Abidjan – Derrière les cérémonies marquant le 66ᵉ anniversaire de l’indépendance de la Côte d’Ivoire, un message politique fort s’est dessiné : la Guinée entend faire de sa transformation économique un nouvel instrument de diplomatie régionale.
En mission officielle pour représenter le président de la République, le Général Mamadi Doumbouya, le Premier ministre Amadou Oury Bah a été reçu, ce jeudi 6 août 2026, à la Primature ivoirienne par son homologue Robert Beugré Mambé. Si la rencontre s’inscrivait dans le cadre des festivités du 7 août, les échanges ont rapidement dépassé le protocole pour se concentrer sur les grands enjeux économiques et stratégiques communs.
Au cœur des discussions figure Simandou 2040, le programme de transformation économique lancé par les autorités guinéennes. Le Premier ministre ivoirien n’a pas caché son intérêt pour cette vision, saluant les réformes engagées en Guinée et considérant ce programme comme un moteur de développement capable de redessiner les équilibres économiques de la sous-région.
Cette reconnaissance, exprimée par l’un des principaux partenaires économiques de l’Afrique de l’Ouest, traduit l’intérêt croissant que suscite la stratégie guinéenne au-delà de ses frontières.
Au nom du chef de l’État, Amadou Oury Bah a réaffirmé l’attachement de la Guinée à l’excellence de ses relations avec la Côte d’Ivoire.
« Le Président de la République aurait souhaité répondre personnellement à l’invitation de son frère, le Président Alassane Ouattara.

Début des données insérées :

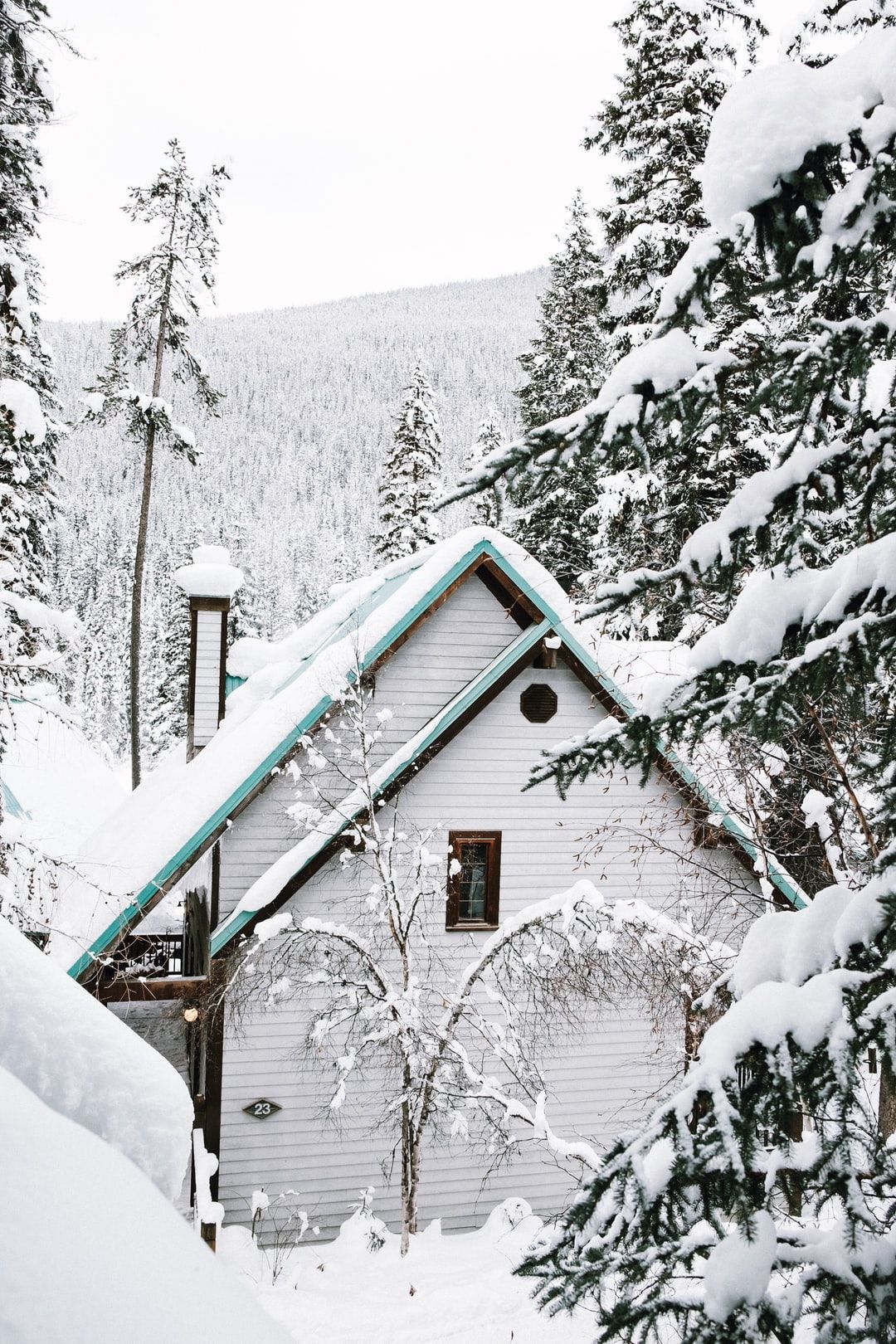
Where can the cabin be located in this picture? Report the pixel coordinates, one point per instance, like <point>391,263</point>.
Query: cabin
<point>475,665</point>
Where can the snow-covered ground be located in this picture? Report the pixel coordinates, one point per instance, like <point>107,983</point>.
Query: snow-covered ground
<point>448,1289</point>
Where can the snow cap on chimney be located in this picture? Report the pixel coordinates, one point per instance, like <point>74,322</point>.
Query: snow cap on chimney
<point>212,574</point>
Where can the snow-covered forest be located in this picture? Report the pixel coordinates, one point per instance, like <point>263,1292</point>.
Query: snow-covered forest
<point>448,738</point>
<point>305,422</point>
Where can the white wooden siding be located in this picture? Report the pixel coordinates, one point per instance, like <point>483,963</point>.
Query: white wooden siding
<point>599,1081</point>
<point>206,702</point>
<point>442,656</point>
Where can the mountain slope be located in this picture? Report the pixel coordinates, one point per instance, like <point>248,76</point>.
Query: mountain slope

Empêché, il m’a chargé de le représenter à la tête d’une délégation gouvernementale et d’un détachement militaire qui défilera demain afin de témoigner davantage des liens naturels de fraternité entre la Côte d’Ivoire et la Guinée », a déclaré le chef du gouvernement guinéen.
Pour Robert Beugré Mambé, cette proximité historique doit désormais produire davantage de résultats économiques.

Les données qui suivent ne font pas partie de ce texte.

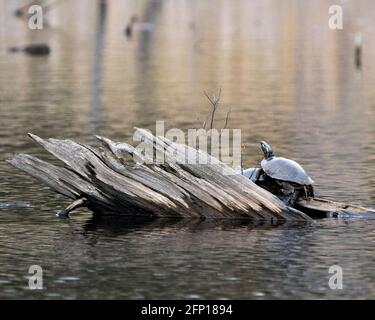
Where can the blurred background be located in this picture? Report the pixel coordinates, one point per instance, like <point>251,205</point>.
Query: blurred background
<point>287,77</point>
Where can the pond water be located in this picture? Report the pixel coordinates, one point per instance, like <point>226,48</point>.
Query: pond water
<point>287,78</point>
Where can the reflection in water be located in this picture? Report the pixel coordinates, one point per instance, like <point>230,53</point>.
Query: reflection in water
<point>288,79</point>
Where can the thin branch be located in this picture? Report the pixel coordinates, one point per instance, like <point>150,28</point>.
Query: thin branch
<point>226,119</point>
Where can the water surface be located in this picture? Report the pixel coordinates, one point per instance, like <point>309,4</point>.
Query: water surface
<point>287,78</point>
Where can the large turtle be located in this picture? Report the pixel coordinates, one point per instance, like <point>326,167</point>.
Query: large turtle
<point>283,177</point>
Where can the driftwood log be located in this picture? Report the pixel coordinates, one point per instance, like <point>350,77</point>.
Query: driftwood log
<point>111,179</point>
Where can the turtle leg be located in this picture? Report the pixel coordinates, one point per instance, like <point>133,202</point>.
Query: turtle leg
<point>289,194</point>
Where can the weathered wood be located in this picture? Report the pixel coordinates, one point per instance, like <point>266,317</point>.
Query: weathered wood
<point>109,183</point>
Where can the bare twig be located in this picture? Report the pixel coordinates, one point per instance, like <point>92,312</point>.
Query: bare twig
<point>226,119</point>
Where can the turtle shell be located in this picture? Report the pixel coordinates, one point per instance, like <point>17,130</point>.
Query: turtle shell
<point>286,170</point>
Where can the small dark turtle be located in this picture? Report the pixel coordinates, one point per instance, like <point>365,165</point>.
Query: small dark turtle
<point>284,177</point>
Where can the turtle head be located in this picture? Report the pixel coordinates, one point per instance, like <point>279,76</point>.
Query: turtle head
<point>267,150</point>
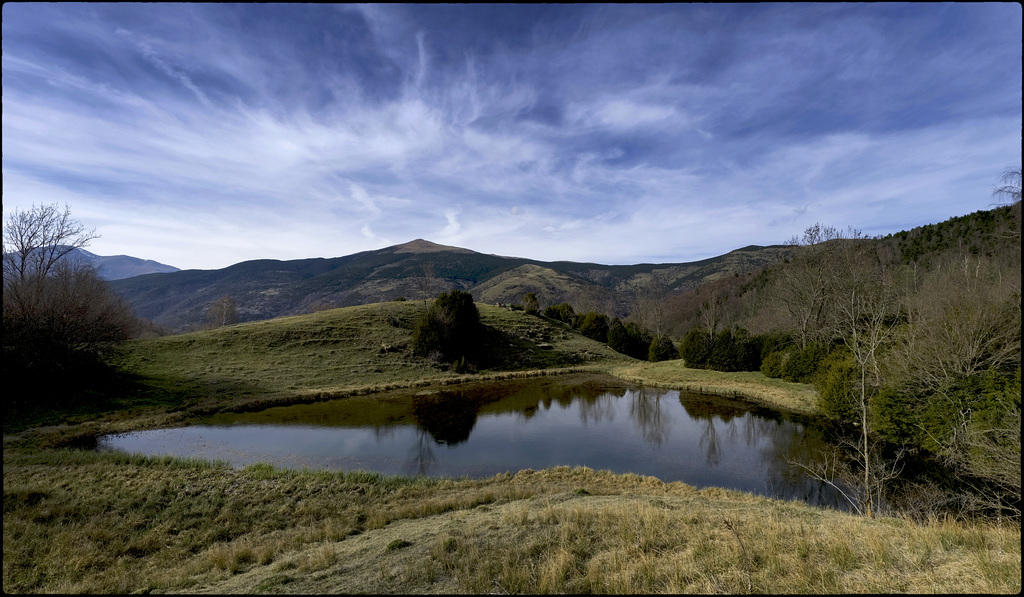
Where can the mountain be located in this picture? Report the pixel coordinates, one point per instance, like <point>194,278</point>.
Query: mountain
<point>120,266</point>
<point>265,289</point>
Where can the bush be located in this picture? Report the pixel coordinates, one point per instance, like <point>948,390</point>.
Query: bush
<point>723,352</point>
<point>662,348</point>
<point>837,385</point>
<point>530,304</point>
<point>803,364</point>
<point>451,328</point>
<point>695,348</point>
<point>773,364</point>
<point>629,339</point>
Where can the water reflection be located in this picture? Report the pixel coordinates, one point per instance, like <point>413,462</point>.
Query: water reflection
<point>479,430</point>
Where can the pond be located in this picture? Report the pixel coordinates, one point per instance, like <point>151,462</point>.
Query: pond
<point>483,429</point>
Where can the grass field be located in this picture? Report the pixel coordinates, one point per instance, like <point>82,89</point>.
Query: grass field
<point>77,520</point>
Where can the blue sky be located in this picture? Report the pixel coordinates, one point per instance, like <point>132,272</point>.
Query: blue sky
<point>201,135</point>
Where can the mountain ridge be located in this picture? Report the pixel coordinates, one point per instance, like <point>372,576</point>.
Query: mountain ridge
<point>420,268</point>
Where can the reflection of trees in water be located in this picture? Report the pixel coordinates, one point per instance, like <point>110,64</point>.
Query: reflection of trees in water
<point>382,432</point>
<point>777,439</point>
<point>653,422</point>
<point>596,410</point>
<point>449,417</point>
<point>421,455</point>
<point>710,442</point>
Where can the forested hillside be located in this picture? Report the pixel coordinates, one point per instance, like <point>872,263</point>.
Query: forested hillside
<point>913,341</point>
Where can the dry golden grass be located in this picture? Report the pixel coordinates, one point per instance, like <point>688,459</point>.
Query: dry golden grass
<point>78,521</point>
<point>751,385</point>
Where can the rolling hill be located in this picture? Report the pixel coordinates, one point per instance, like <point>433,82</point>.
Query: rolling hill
<point>265,289</point>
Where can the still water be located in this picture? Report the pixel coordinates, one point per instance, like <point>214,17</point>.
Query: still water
<point>484,429</point>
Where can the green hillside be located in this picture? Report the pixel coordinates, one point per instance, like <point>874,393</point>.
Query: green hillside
<point>340,351</point>
<point>267,289</point>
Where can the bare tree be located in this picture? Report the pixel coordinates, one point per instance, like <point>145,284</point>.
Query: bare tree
<point>865,314</point>
<point>648,303</point>
<point>1010,190</point>
<point>965,317</point>
<point>34,243</point>
<point>59,317</point>
<point>803,288</point>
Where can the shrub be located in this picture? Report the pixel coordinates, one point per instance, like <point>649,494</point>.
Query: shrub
<point>803,364</point>
<point>629,339</point>
<point>695,348</point>
<point>662,348</point>
<point>723,352</point>
<point>837,385</point>
<point>773,364</point>
<point>530,304</point>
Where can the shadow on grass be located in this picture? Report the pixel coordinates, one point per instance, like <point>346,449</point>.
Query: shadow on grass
<point>102,391</point>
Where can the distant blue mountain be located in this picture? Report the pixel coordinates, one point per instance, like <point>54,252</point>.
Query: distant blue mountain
<point>120,266</point>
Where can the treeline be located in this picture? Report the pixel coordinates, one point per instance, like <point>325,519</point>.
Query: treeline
<point>627,338</point>
<point>914,344</point>
<point>61,322</point>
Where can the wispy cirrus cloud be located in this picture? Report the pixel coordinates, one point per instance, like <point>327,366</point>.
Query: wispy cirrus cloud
<point>202,135</point>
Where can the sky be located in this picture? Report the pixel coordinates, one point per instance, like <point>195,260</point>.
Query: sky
<point>202,135</point>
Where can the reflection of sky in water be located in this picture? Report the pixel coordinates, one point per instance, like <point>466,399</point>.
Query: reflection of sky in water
<point>673,437</point>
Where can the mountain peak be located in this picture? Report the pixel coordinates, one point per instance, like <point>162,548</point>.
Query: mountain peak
<point>422,246</point>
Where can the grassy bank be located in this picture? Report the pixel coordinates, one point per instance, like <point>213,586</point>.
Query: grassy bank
<point>751,385</point>
<point>77,520</point>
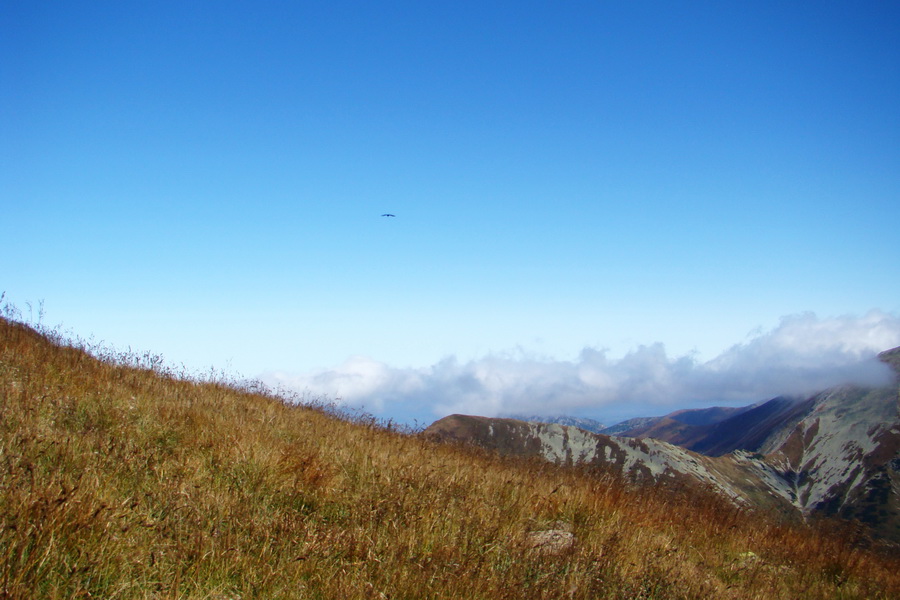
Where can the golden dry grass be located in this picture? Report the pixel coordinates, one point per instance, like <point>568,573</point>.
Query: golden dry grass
<point>125,482</point>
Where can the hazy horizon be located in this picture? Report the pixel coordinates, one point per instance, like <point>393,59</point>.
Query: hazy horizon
<point>593,201</point>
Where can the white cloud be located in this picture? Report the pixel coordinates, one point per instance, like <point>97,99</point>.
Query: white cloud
<point>803,354</point>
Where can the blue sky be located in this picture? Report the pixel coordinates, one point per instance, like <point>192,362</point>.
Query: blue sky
<point>205,180</point>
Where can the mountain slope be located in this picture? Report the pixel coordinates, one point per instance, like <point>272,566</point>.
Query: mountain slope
<point>836,453</point>
<point>122,481</point>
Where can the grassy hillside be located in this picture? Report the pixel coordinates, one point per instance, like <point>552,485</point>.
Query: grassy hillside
<point>122,482</point>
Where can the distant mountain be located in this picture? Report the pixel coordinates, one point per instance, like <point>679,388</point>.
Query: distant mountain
<point>745,429</point>
<point>579,422</point>
<point>698,416</point>
<point>836,453</point>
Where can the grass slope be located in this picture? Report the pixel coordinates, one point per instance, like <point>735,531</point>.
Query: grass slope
<point>126,482</point>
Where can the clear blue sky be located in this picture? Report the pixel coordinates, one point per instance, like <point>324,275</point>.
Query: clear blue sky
<point>205,179</point>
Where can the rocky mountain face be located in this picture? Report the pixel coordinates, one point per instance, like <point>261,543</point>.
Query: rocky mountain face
<point>580,422</point>
<point>836,453</point>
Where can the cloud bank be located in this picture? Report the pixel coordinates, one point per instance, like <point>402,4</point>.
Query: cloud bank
<point>803,354</point>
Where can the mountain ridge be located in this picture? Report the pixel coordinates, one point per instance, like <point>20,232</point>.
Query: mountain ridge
<point>835,453</point>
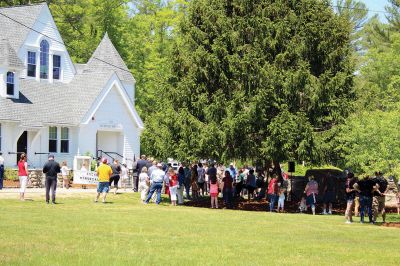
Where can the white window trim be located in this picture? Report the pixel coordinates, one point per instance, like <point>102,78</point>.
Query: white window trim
<point>14,83</point>
<point>27,60</point>
<point>52,51</point>
<point>56,139</point>
<point>61,79</point>
<point>69,140</point>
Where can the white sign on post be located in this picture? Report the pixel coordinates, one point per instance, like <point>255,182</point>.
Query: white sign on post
<point>85,177</point>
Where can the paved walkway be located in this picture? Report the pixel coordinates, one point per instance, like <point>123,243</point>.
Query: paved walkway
<point>13,193</point>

« La Guinée et la Côte d’Ivoire disposent d’immenses potentialités. Notre ambition est de faire progresser nos deux pays ensemble afin d’offrir à nos populations de meilleures conditions de vie », a-t-il affirmé.

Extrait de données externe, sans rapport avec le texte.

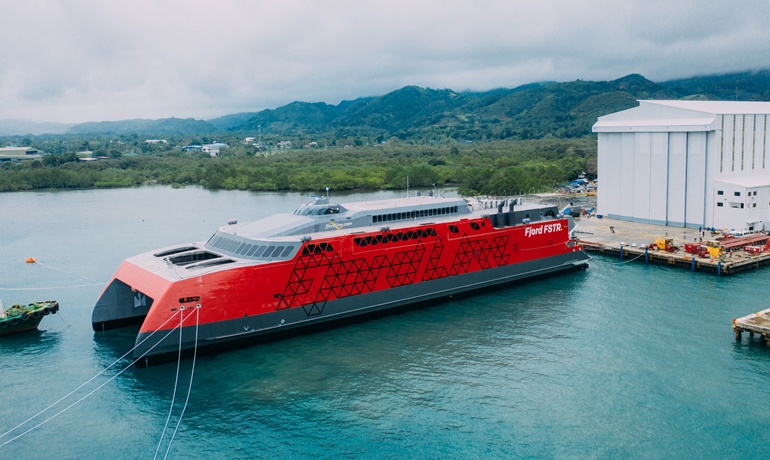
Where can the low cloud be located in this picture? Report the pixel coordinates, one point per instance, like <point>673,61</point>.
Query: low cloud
<point>92,60</point>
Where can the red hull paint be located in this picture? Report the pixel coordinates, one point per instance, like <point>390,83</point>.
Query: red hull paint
<point>342,266</point>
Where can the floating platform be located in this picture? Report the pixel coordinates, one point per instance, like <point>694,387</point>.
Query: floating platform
<point>738,262</point>
<point>755,323</point>
<point>630,241</point>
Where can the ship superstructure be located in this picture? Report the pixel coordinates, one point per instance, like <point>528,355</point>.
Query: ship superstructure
<point>327,262</point>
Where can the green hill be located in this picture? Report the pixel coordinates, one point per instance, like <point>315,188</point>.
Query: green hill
<point>145,127</point>
<point>532,111</point>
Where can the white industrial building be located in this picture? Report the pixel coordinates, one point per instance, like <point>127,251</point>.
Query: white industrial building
<point>686,164</point>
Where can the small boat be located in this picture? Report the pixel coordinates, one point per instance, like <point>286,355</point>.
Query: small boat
<point>19,317</point>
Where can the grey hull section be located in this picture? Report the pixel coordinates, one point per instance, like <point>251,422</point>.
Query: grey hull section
<point>161,346</point>
<point>119,306</point>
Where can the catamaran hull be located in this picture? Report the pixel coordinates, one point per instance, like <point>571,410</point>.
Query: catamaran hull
<point>162,345</point>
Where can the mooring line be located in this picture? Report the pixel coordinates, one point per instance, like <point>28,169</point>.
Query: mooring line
<point>87,394</point>
<point>173,396</point>
<point>89,381</point>
<point>65,271</point>
<point>51,287</point>
<point>189,388</point>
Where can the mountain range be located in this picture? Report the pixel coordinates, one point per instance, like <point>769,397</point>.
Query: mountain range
<point>560,109</point>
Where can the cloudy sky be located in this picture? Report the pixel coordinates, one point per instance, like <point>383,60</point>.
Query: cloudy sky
<point>92,60</point>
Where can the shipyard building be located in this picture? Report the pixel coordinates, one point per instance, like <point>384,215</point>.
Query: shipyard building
<point>686,164</point>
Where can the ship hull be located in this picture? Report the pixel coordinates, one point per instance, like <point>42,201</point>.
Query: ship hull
<point>163,345</point>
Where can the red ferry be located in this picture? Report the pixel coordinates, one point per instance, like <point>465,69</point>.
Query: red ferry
<point>326,263</point>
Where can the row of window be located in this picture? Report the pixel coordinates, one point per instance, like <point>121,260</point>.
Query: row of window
<point>414,214</point>
<point>722,192</point>
<point>318,211</point>
<point>385,238</point>
<point>317,248</point>
<point>266,251</point>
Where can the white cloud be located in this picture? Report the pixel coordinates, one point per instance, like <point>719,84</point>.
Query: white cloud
<point>94,60</point>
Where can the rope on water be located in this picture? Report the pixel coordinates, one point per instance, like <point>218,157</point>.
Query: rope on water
<point>58,313</point>
<point>173,396</point>
<point>87,394</point>
<point>66,271</point>
<point>51,287</point>
<point>189,388</point>
<point>629,260</point>
<point>86,383</point>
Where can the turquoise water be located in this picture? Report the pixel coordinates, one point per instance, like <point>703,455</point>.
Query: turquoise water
<point>622,360</point>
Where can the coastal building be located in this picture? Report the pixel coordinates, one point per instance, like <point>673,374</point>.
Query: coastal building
<point>19,153</point>
<point>686,164</point>
<point>213,149</point>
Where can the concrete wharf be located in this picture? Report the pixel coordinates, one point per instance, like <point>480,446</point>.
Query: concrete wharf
<point>630,241</point>
<point>755,323</point>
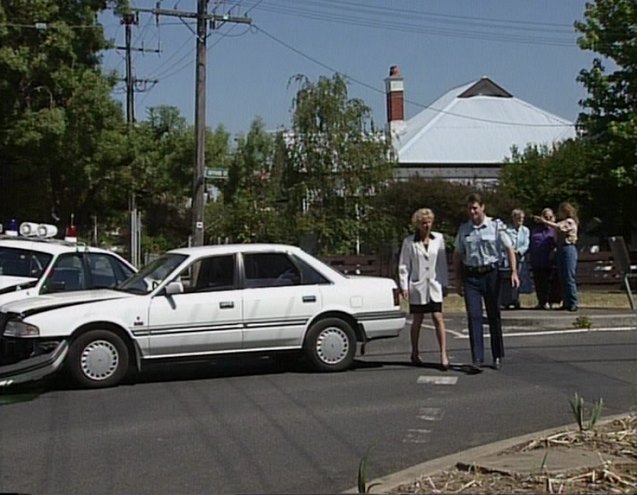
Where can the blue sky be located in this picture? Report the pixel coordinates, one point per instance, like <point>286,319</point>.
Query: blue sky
<point>526,46</point>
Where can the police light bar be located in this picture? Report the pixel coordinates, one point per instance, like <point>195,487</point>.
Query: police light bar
<point>46,230</point>
<point>12,228</point>
<point>30,229</point>
<point>71,234</point>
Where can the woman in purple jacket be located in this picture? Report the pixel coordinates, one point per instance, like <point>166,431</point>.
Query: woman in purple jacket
<point>542,252</point>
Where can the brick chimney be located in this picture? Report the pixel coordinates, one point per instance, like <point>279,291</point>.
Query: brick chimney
<point>394,88</point>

Au-delà des déclarations d’intention, les deux délégations ont identifié plusieurs secteurs prioritaires de coopération : les infrastructures, les corridors de transport, la formation, l’éducation, le partage d’expertise administrative et la conduite de grands projets structurants.
La rencontre s’est tenue en présence du ministre guinéen du Plan, de la Coopération internationale et du Développement, Ismaël Nabé, du ministre de la Modernisation de l’Administration et de la Fonction publique, Faya François Bourouno, ainsi que des ambassadeurs des deux pays.
Dans un contexte où les États ouest-africains cherchent à renforcer leur résilience économique et leur intégration régionale, le rapprochement entre Conakry et Abidjan pourrait prendre une dimension stratégique. Pour la Guinée, l’ambition est claire : faire de Simandou 2040 bien plus qu’un projet minier, mais le socle d’une nouvelle diplomatie économique capable d’attirer des partenaires, de stimuler les investissements et de créer des synergies régionales.
Reste désormais à transformer cette convergence politique en réalisations concrètes. Car si les discours consacrent une volonté commune, ce sont les accords, les investissements et les projets exécutés qui mesureront, à terme, la portée réelle de ce nouvel élan entre la Guinée et la Côte d’Ivoire.